The other thing, though, was from the scenes where the entire community was getting together and singing or the like. But it put me in mind of how, when people talk about the way content companies freak out over digital distribution, it's a reflection of how they've tried to kill every new distribution since there has been commercial distribution of media and how even gramophone recordings were fought because they might cut into the lucrative sheet music business. It sounds goofy, but you can see, with everyone gathering around the piano, where this could really have been a thing.
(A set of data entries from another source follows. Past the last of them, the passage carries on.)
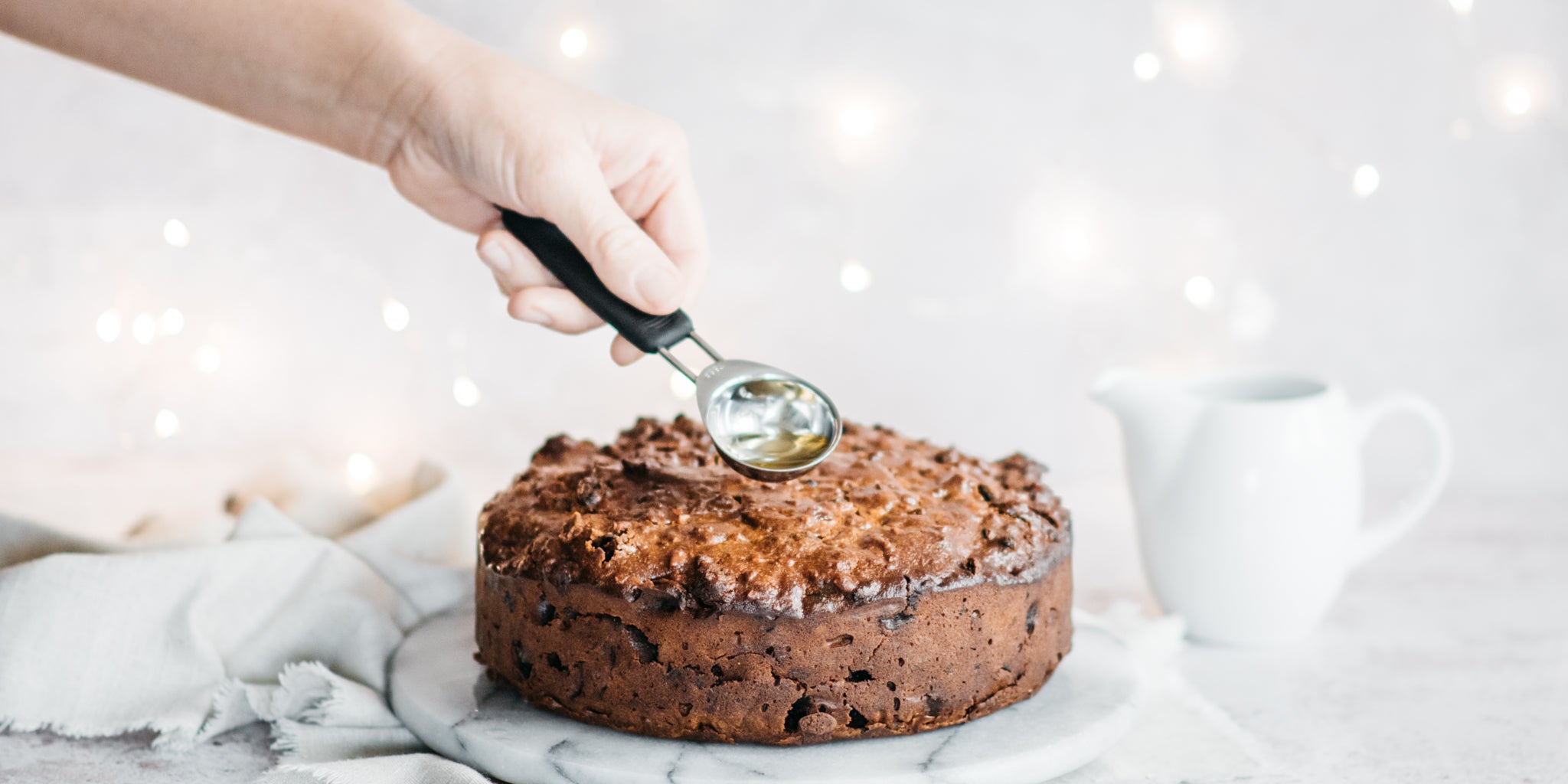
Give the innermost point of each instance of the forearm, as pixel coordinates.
(341, 73)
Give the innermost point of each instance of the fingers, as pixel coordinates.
(511, 263)
(678, 226)
(628, 260)
(554, 308)
(623, 351)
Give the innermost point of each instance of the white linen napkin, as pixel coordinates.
(292, 615)
(287, 619)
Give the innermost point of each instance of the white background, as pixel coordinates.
(1029, 211)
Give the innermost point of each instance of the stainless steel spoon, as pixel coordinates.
(767, 423)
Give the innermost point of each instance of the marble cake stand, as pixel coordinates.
(443, 695)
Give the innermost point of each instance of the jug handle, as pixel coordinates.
(1376, 537)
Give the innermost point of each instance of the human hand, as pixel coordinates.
(616, 181)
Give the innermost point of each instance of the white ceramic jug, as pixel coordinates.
(1247, 492)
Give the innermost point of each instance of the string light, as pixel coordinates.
(394, 314)
(1517, 100)
(466, 393)
(681, 386)
(176, 234)
(858, 119)
(854, 276)
(209, 360)
(143, 328)
(172, 322)
(109, 327)
(574, 43)
(1200, 292)
(165, 423)
(1364, 181)
(361, 472)
(1192, 40)
(1147, 67)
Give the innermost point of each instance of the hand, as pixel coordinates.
(613, 178)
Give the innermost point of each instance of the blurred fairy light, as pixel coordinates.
(1517, 100)
(165, 423)
(143, 328)
(394, 314)
(1147, 67)
(574, 43)
(109, 327)
(1074, 243)
(681, 386)
(1364, 181)
(172, 322)
(176, 234)
(361, 472)
(1200, 292)
(1192, 40)
(858, 119)
(854, 276)
(209, 360)
(466, 393)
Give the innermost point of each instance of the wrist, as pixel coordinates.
(410, 63)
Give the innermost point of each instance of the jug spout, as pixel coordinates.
(1156, 416)
(1134, 396)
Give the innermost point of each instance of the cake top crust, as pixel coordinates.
(658, 516)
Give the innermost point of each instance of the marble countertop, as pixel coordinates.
(1446, 659)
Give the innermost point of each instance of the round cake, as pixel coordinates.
(896, 589)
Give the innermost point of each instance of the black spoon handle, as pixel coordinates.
(646, 332)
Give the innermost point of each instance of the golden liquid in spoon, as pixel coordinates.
(776, 450)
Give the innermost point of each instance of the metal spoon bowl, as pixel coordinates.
(767, 423)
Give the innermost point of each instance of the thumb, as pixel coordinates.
(625, 257)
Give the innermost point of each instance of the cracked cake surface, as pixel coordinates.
(899, 586)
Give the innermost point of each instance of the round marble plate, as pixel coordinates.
(443, 695)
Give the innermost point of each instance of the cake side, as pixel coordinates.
(899, 586)
(880, 668)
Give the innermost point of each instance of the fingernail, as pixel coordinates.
(496, 257)
(535, 317)
(658, 286)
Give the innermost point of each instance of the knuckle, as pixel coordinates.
(616, 242)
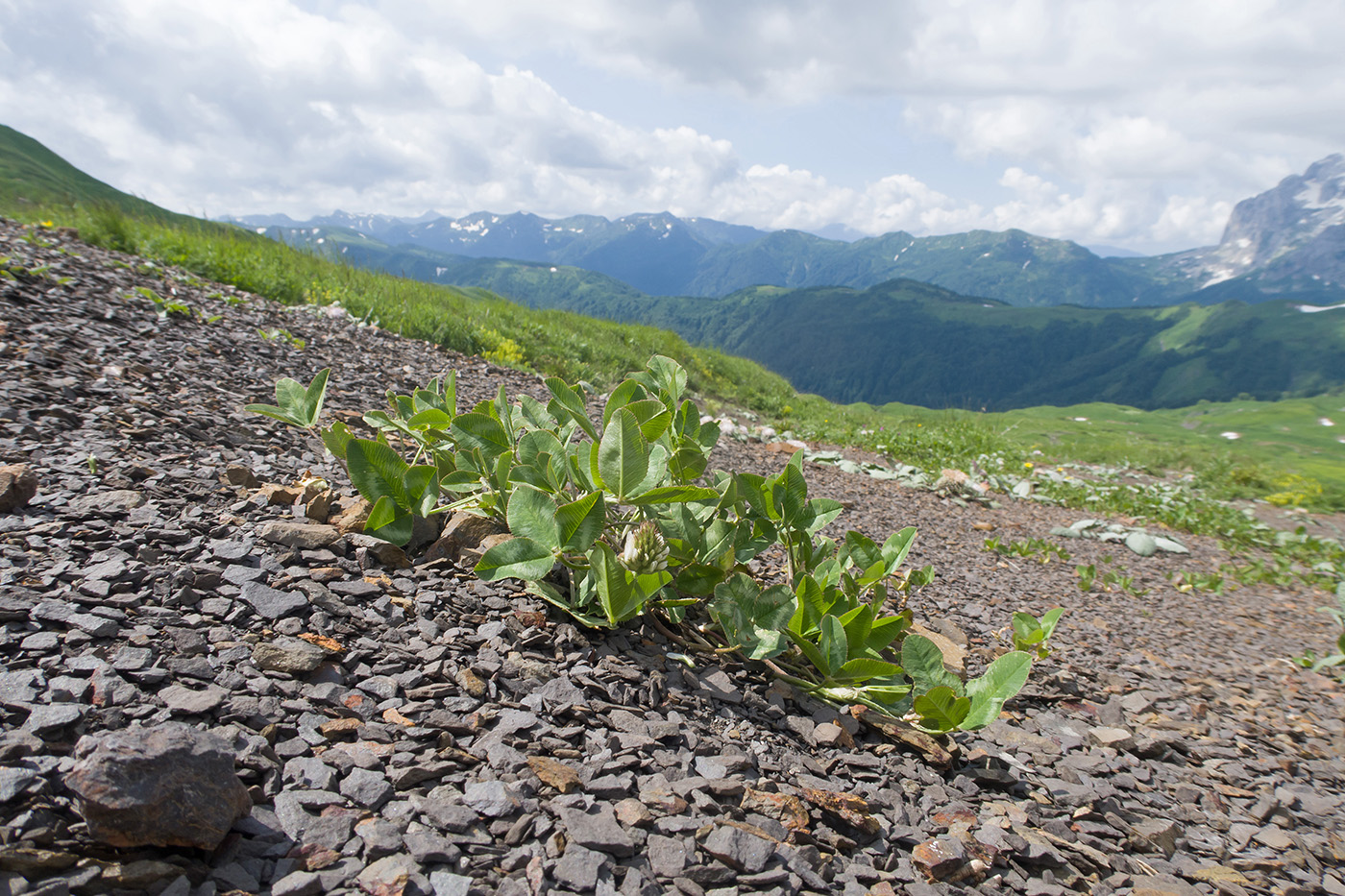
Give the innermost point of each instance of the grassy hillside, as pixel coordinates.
(580, 348)
(31, 177)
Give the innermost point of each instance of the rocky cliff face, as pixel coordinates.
(1294, 230)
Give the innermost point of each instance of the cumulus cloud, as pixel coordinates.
(1133, 123)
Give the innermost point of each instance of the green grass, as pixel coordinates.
(467, 321)
(1278, 439)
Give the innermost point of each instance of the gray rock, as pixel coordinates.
(598, 829)
(739, 849)
(165, 786)
(450, 884)
(578, 868)
(298, 884)
(491, 798)
(1142, 544)
(271, 603)
(367, 787)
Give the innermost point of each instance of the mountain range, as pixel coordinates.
(1288, 241)
(898, 339)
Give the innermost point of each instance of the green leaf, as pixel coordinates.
(515, 559)
(867, 667)
(429, 419)
(942, 709)
(336, 437)
(654, 417)
(580, 522)
(864, 552)
(791, 492)
(833, 643)
(896, 547)
(688, 463)
(377, 472)
(615, 586)
(421, 486)
(668, 375)
(750, 618)
(857, 624)
(1049, 619)
(625, 393)
(822, 512)
(389, 522)
(923, 661)
(480, 432)
(887, 630)
(809, 650)
(1002, 680)
(809, 608)
(623, 458)
(531, 514)
(569, 403)
(672, 496)
(298, 405)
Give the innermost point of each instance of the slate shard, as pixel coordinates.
(164, 786)
(17, 486)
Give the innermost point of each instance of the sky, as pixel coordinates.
(1134, 124)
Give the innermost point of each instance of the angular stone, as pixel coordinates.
(578, 868)
(17, 486)
(491, 798)
(366, 787)
(289, 655)
(184, 700)
(164, 786)
(554, 774)
(271, 603)
(303, 536)
(739, 849)
(598, 829)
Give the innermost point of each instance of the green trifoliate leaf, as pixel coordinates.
(515, 559)
(923, 661)
(942, 709)
(623, 456)
(752, 618)
(1002, 680)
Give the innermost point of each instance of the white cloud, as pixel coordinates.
(1133, 123)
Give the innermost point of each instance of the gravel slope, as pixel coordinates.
(405, 728)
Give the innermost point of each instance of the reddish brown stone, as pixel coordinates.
(164, 786)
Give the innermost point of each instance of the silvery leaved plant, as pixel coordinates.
(619, 517)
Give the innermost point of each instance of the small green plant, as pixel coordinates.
(1187, 581)
(1337, 613)
(621, 519)
(273, 334)
(1032, 634)
(1039, 549)
(1110, 580)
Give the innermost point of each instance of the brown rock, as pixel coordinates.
(241, 476)
(353, 517)
(463, 530)
(163, 786)
(850, 809)
(554, 774)
(954, 655)
(473, 556)
(17, 486)
(278, 494)
(783, 808)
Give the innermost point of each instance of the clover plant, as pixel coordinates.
(621, 517)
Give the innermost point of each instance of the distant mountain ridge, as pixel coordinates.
(1286, 241)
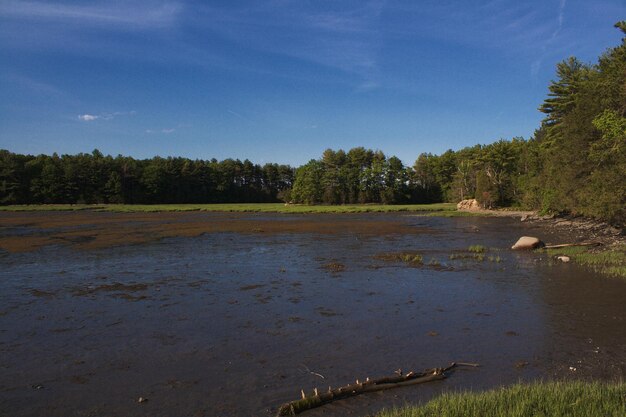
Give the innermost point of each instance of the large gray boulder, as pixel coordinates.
(471, 204)
(527, 242)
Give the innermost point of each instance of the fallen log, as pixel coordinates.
(567, 245)
(369, 385)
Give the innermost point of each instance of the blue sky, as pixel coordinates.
(282, 80)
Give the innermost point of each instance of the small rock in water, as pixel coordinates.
(527, 242)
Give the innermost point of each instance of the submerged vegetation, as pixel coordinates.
(554, 399)
(610, 261)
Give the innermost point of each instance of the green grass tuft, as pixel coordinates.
(477, 249)
(243, 207)
(609, 261)
(553, 399)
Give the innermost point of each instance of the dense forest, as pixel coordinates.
(574, 163)
(95, 178)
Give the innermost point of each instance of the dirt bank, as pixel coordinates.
(573, 228)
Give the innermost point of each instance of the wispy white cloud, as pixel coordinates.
(163, 131)
(338, 38)
(88, 117)
(535, 66)
(130, 15)
(104, 116)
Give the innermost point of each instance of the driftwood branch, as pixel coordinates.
(369, 385)
(567, 245)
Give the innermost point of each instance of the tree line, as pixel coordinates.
(575, 162)
(95, 178)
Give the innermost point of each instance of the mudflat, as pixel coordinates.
(231, 314)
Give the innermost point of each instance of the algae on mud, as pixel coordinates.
(204, 315)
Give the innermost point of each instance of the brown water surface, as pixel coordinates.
(213, 314)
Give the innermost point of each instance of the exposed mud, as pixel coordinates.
(208, 314)
(26, 231)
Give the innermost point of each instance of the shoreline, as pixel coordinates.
(577, 229)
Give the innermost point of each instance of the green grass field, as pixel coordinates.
(552, 399)
(253, 207)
Anyway, it looks like this one was a true preview, and the movie opens next weekend. It's not bad, though I don't know how much distribution it will get with the award nominees taking so much of the boutique theater space.

Summer in February

* * ¾ (out of four)
Seen 7 January 2014 at the Regent Theatre (Gathr Previews Presents, digital)

Summer in February takes place in 1913 Cornwall, which had become an artists' colony, and in some ways that community is more interesting than any of the people in it. There's nothing wrong with the story the filmmakers are trying to tell or the characters involved, but there are interesting details to the scenes of people being a community that make the love triangle at the center of the movie seem kind of generic by comparison.

That main story has Florence Carter Wood (Emily Browning) coming to Cornwall to live with her brother Joey (Max Deacon) and study painting, though she's pretty enough that some of the artists would have her model as well. One who does is AJ Munnings (Dominic Cooper), a brilliant painter who is as confident of his abilities as he is loud in pubs. His opposite in terms of temperament is Captain Gilbert Evans (Dan Stevens), a handsome reservist who connects these artists with spaces to rent. AJ and Gilbert are friends, but someone like Florence can shake up that status quo.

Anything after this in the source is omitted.